You are correct that for the distribution $T=\delta(x-y)\delta_y(|x-y|-\varepsilon)$ where $\varepsilon>0$, we have for any $\phi(x,y)\in C_C^\infty(\mathbb{R}^2)$
$$\langle T,\phi \rangle =0$$
Let's take a closer look. First,note that for any $\varepsilon>0$, we have the distributional equality
$$\frac{\partial}{\partial y}\delta(|x-y|-\varepsilon)=\delta'(y-(x+\varepsilon))+\delta'(y-(x-\varepsilon))$$
Second, note that both the Dirac Delta and its derivative have supprt $\{0\}$. Hence, $\operatorname{supp}\delta(y-x)=\{y|y=x\}$ and $\operatorname{supp} \delta'(y-(x\pm \varepsilon))=\{y|y=x\pm \varepsilon\}$. Inasmuch as these sets are disjoint for all $\varepsilon>0$, the distribution $T$ of their product is $0$. Hence, $\langle T,\phi\rangle=0$.
Explantion Using Sheafs:
Here, we provide a rigorous way to define the product of distributions that have disjoint supports.
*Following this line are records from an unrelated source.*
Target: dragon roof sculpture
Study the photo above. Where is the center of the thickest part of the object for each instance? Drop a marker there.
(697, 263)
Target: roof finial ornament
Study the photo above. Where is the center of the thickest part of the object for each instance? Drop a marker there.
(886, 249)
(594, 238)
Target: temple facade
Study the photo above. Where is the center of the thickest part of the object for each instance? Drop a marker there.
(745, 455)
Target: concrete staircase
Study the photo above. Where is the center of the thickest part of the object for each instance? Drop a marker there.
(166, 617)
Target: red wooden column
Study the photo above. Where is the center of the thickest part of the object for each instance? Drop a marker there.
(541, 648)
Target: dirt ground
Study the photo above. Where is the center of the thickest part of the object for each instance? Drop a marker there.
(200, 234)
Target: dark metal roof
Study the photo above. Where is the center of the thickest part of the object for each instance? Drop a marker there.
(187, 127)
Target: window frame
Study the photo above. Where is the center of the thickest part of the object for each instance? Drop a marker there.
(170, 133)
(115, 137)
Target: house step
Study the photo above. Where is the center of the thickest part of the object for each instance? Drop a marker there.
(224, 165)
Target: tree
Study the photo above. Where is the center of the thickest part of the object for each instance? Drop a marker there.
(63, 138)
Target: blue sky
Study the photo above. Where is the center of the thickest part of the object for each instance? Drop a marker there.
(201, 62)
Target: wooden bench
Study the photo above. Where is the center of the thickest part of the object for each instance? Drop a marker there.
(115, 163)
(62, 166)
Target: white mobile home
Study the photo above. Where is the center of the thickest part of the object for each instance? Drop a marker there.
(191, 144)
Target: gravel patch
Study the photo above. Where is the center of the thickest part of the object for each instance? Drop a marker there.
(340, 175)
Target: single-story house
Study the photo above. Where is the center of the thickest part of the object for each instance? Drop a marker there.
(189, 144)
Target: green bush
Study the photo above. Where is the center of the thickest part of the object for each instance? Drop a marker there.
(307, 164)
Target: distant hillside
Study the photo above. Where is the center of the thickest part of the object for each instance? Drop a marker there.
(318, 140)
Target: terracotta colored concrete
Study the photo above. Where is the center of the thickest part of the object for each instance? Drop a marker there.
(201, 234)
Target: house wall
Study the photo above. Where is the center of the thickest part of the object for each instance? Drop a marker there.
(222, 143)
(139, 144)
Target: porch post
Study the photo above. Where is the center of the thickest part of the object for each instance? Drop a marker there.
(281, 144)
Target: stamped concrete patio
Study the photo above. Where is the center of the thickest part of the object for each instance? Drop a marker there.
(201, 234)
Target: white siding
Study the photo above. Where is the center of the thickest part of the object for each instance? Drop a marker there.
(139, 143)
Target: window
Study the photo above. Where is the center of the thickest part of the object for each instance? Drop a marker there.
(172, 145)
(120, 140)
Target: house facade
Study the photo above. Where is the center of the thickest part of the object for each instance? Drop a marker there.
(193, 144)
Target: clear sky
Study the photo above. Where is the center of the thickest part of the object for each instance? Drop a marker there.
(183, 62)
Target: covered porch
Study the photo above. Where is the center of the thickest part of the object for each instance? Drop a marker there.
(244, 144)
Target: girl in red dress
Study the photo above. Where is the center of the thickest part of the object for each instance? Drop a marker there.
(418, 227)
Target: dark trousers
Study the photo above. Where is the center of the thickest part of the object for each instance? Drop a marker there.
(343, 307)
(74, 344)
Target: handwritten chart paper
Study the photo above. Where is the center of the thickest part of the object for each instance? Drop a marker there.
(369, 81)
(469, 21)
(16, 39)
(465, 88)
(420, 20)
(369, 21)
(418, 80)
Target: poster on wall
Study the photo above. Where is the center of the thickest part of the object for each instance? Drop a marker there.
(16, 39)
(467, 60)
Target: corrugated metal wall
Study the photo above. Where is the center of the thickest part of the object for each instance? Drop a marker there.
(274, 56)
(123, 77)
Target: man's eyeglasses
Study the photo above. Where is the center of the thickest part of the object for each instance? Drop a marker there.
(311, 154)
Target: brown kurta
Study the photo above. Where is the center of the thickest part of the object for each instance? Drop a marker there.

To that end, we proceed.
Distributions are defined as sheafs. As such, a distribution is zero if it is zero in a neighborhood of every point.
Suppose we have two distributions, $T_1$ with $\operatorname{supp}\{T_1\}=S_1$ and $T_2$ with $\operatorname{supp}\{T_2\}=S_2$, where $S_1 \cap S_2=\emptyset$. We seek to define their product, $T_1T_2$.
Let $x$ be any point in the domain (e.g., $\mathbb{R}^2$). Obviously, it is impossible for $x$ to be in both $S_1$ and $S_2$. Suppose
So, suppose $x\notin S_1$. Then, there exists an open neighborhood $N_1$ of $x$ where $T_1$ is the zero distribution. To have a consistent definition of a product, we must have $T_1T_2=0\cdot T_2=0$ on $N_1$.
Similarly, suppose $x\notin S_2$, Then, there exists an open neighborhood $N_2$ of $x$ where $T_2$ is the zero distribution. Hence $T_1T_2=0\cdot T_1=0$ on $N_2$.
Finally, the entire space is covered by the open sets $\{N_1$} and $\{N_2\}$ and the distribution $T_1T_2$ is, therefore, zero everywhere.